The SSLA claim that the SSPLA is insignificant and Ayat does not command popular support within its leadership. Requests for a response to Ayat’s claims remain unacknowledged by the normally vocal SSLA.
- Former members of the SSPLA rebel groups await integration in the national army, May 28, 2012 (ST)
“We are just waiting approval from the office of the president to tell us where our forces should be assembled. They are ready”, Ayat told Sudan Tribune on Sunday.

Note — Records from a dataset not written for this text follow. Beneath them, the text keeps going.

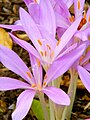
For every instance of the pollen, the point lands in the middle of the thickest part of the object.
(83, 22)
(33, 85)
(38, 62)
(79, 5)
(44, 84)
(41, 53)
(29, 74)
(45, 76)
(35, 1)
(71, 19)
(52, 54)
(58, 42)
(45, 53)
(48, 46)
(40, 43)
(89, 19)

Jonah Leff, Project Coordinator of the Small Arms Survey’s Sudan/South Sudan project told Sudan Tribune on Monday that the SSPLA/M is “have not adequately responded to accusations made against them, nor have they ever appeared to constitute a threat to South Sudan."
Ayat joined South Sudan’s ruling Sudan People’s Liberation Movement (SPLM) in 1986, three years after the former rebel movement took to the bush to fight the Khartoum government.
- Tong Lual Ayat, chairman of the South Sudan People’s Liberation Movement speaks to ST, Juba, May 27, 2012 (ST)
Sudan’s civil war ended in 2005 with the signing of the Comprehensive Peace Agreement, which led in 2011 to the South Sudanese people to voting to seceded. Independence was declared 9 July 2011.
However, the overwhelming patriotic zeal which has been sustained by the SPLM’s role in establishing South Sudan’s statehood is waning; the prevalence of corruption in South Sudanese politics is becoming apparent. In May South Sudan’s anti-corruption commission said it had recovered US$60 million taken by top-level government officials.
Ayat’s opposition to the SPLM rule, like that of many of South Sudan’s rebels, is based upon their perceived corruption, continued underdevelopment in rural areas and tribalism.
He served as the secretary of finance when current minister of information and broadcast, Barnaba Marial Benjamin, was the official principal liaison officer to Southern African countries.
In 2009 he formed the United Democratic Party in opposition to the SPLM, accusing its chairman, South Sudan’s President Salva Kiir, of violating a number of the stipulations of the October 2010 resolution of the “All South Sudan Political Conference”, on forging unity and reconciliation. The UDP was amongst the opposition National Legislative Assembly not shared in the 2011 cabinet.
“We get our support across the country. My deputy comes from Yei County, Central Equatoria State. All secretariats are filled from members from different states of South Sudan. We are national party”, he said.